The United States also faces a legal limitation because it has not ratified UNCLOS. Marshall argues that this weakens Washington’s ability to formalize some Arctic seabed claims, even while the United States disputes maritime access and offshore rights with Canada and maintains disagreements with Russia over northern waters. Canada treats parts of the Northwest Passage as internal waters, while the United States regards them as straits used for international navigation. Denmark and Canada have also disputed Hans Island between Greenland and Ellesmere Island. These cases show how melting ice turns symbolic or dormant disputes into questions with commercial, military, and diplomatic value.
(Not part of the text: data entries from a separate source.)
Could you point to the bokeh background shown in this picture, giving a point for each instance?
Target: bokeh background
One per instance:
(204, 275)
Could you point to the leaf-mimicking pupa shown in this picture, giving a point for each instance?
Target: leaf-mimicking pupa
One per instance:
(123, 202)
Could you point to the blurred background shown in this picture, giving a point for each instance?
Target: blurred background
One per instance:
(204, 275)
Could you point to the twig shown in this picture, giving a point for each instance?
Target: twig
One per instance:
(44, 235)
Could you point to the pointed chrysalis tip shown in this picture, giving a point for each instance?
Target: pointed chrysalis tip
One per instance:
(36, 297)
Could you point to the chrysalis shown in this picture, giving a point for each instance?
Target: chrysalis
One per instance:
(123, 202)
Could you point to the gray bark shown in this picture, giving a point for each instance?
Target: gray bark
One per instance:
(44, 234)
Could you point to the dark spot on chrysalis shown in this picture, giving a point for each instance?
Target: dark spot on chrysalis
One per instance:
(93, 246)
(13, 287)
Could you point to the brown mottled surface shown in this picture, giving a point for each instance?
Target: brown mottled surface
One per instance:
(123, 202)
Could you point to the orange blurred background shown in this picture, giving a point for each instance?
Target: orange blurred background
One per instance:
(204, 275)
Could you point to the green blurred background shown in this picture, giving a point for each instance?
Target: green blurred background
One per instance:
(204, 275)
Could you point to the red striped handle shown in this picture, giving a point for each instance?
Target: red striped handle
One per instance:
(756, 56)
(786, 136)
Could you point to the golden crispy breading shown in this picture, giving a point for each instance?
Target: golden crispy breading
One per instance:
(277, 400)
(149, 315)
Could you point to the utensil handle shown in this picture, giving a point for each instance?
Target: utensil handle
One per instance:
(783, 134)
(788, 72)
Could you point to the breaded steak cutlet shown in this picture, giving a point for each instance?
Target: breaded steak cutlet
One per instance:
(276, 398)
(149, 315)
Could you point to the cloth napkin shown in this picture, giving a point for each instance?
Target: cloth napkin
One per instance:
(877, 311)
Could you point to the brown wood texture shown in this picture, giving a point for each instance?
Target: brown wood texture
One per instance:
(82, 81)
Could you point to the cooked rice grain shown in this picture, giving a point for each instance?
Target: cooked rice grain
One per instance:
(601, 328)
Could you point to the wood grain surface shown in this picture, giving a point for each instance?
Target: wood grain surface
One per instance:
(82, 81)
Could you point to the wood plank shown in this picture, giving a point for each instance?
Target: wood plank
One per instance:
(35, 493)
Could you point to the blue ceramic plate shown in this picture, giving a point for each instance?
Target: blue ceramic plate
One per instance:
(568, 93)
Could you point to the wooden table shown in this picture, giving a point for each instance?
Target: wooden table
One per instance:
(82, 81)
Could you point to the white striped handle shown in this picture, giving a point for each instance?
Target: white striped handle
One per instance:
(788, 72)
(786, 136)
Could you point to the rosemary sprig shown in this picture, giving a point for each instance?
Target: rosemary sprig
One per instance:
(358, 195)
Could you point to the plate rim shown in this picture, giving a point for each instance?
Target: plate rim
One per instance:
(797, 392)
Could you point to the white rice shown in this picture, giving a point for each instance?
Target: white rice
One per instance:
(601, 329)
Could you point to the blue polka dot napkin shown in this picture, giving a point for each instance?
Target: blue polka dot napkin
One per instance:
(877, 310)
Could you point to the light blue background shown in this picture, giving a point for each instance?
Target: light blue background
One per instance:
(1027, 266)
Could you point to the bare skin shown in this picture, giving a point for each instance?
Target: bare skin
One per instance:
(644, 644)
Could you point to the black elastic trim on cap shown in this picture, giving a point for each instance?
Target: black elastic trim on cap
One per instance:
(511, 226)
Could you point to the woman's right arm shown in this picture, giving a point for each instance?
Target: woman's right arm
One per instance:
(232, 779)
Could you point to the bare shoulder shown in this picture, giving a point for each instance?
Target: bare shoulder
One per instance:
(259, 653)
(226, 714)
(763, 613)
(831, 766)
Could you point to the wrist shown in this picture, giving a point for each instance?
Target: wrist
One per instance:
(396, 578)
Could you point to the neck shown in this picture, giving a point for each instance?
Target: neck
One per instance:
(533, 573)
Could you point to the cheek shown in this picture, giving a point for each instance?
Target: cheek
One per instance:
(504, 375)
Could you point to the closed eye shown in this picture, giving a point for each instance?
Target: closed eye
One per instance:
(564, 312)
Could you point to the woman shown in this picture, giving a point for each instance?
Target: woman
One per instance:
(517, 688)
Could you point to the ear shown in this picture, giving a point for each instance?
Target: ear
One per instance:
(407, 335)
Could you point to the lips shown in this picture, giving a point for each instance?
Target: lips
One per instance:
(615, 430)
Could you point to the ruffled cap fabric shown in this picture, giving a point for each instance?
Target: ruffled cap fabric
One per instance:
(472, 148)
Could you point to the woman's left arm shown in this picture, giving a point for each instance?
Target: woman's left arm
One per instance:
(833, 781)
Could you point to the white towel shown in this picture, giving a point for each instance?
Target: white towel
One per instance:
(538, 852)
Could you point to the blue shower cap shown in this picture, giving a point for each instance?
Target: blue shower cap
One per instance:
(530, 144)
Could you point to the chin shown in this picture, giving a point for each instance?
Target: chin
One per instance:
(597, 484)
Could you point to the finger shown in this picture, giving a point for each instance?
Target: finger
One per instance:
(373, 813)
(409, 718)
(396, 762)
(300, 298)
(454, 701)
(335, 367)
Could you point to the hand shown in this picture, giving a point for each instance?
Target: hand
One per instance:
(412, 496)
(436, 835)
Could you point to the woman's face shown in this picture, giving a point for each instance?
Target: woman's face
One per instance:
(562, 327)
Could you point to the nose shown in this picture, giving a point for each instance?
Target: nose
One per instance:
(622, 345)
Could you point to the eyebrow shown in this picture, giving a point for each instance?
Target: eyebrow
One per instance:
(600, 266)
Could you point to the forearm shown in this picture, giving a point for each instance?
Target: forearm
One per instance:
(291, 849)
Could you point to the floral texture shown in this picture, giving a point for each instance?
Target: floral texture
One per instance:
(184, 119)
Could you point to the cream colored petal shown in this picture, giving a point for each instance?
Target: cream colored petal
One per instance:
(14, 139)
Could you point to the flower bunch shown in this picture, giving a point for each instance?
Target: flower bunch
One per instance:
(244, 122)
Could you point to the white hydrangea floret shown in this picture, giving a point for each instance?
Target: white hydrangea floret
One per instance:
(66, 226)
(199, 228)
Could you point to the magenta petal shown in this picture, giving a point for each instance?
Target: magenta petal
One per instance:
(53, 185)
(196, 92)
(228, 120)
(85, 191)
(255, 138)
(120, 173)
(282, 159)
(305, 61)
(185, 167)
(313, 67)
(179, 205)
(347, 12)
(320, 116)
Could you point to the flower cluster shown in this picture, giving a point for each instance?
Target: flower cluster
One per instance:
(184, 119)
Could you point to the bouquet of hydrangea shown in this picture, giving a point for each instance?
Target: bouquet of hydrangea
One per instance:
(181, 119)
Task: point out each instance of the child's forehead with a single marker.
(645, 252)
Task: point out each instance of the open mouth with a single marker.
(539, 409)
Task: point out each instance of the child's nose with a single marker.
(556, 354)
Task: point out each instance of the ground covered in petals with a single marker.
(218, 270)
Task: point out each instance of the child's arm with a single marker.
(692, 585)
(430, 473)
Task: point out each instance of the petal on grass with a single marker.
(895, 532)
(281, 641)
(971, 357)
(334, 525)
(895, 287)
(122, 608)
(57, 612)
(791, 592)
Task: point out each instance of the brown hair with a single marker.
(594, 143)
Marshall closes with a guarded distinction. The Arctic competition resembles a new great-power race because states want routes, resources, and security advantages. Even so, the race operates through institutions, legal rules, environmental obligations, indigenous peoples, and governments that often need cooperation to work in a hostile environment. Search and rescue, fishing disputes, smuggling, terrorism, oil spills, and nuclear or industrial accidents all become harder to manage if states refuse to coordinate. The Arctic may become another arena of rivalry, but its geography also forces a practical truth: no state can make the High North safe, profitable, or governable entirely on its own.